Speaking to Radio Sheffield after this afternoon’s one-all draw, the Millers Boss said that he was disappointed with the first half (Ed Note – weren’t we all) and Reading could have been ‘out of sight’ before half-time.
But the Millers battled back to get a point – a last minute Joe Mattock scuffed goal which will probably be remembered as a lot better than it actually was! But, he had to be there to score it and we are thankful that he was.
The first half was poor and we were better in the second but we were better because I feel the right men were on the pitch. Personally, I’d have started with Jamie Proctor today and if he’s fit enough for forty-five minutes then why not ninety? And the same with Clark Robertson, for me, if he’s fit he has to be in the starting eleven.
Warney also said that he sees it as a point gained. Sorry, but not for me. No disrespect to Reading but we really should be beating teams like this at home, though I have to admit, they were a lot better than I’d been given to believe. I think today’s game was a should have won game. We probably should have won at Hillsborough last Saturday but I was really pleased with a draw. I was happy with a draw at home to Sheffield United. I’m not very happy about a draw with Reading. First half we didn’t tackle, we didn’t put two passes together, we set off on the wrong foot and we didn’t get going until the second half – you can’t play like that at home.

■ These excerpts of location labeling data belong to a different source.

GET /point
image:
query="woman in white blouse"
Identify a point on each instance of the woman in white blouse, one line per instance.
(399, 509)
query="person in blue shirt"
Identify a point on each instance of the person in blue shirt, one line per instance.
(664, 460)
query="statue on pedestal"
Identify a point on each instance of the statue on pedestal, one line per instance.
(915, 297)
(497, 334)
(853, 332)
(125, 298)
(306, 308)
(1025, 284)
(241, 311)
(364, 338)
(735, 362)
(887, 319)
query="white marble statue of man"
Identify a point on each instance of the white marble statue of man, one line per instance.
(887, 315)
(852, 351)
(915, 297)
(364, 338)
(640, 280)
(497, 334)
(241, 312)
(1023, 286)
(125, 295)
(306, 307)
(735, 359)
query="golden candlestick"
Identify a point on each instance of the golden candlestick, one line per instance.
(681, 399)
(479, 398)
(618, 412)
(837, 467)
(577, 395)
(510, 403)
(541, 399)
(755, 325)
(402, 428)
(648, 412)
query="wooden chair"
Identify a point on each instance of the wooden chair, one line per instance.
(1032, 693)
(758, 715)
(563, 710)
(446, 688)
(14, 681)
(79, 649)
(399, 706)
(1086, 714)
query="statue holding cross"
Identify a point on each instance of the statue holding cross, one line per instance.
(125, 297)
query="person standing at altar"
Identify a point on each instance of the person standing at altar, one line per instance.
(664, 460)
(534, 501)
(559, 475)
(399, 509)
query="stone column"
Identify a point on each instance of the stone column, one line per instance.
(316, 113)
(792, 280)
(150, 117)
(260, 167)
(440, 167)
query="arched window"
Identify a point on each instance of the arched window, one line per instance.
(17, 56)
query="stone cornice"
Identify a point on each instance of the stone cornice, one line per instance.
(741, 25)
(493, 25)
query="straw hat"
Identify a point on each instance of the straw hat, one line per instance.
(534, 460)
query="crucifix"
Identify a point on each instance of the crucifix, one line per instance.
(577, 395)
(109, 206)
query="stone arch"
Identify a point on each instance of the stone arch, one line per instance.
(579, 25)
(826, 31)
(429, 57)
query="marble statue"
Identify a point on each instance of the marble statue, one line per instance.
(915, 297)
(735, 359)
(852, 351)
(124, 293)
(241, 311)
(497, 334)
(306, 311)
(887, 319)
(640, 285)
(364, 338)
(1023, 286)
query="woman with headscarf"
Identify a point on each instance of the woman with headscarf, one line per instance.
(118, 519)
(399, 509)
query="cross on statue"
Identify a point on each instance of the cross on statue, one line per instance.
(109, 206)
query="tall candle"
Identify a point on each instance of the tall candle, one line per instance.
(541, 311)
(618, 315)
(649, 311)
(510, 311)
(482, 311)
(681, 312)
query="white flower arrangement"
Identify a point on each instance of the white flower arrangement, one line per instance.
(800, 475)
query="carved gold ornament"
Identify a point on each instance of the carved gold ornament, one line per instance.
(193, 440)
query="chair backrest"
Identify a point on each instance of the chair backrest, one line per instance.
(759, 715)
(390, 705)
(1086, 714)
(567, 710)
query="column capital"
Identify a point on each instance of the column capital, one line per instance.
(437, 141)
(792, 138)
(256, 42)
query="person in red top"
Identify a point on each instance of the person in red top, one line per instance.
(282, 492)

Reading’s caretaker Manager Scott Marshall told the BBC that his team were disappointed in the dressing room after the game and I’m not surprised. Although a bit less of the falling down antics and ‘keeper wasting time and who knows what might have happened?
At least we haven’t moved down the table but we entertain West Brom at the New York Stadium next weekend and I can’t see that being an easy game – but I am here to be proved wrong.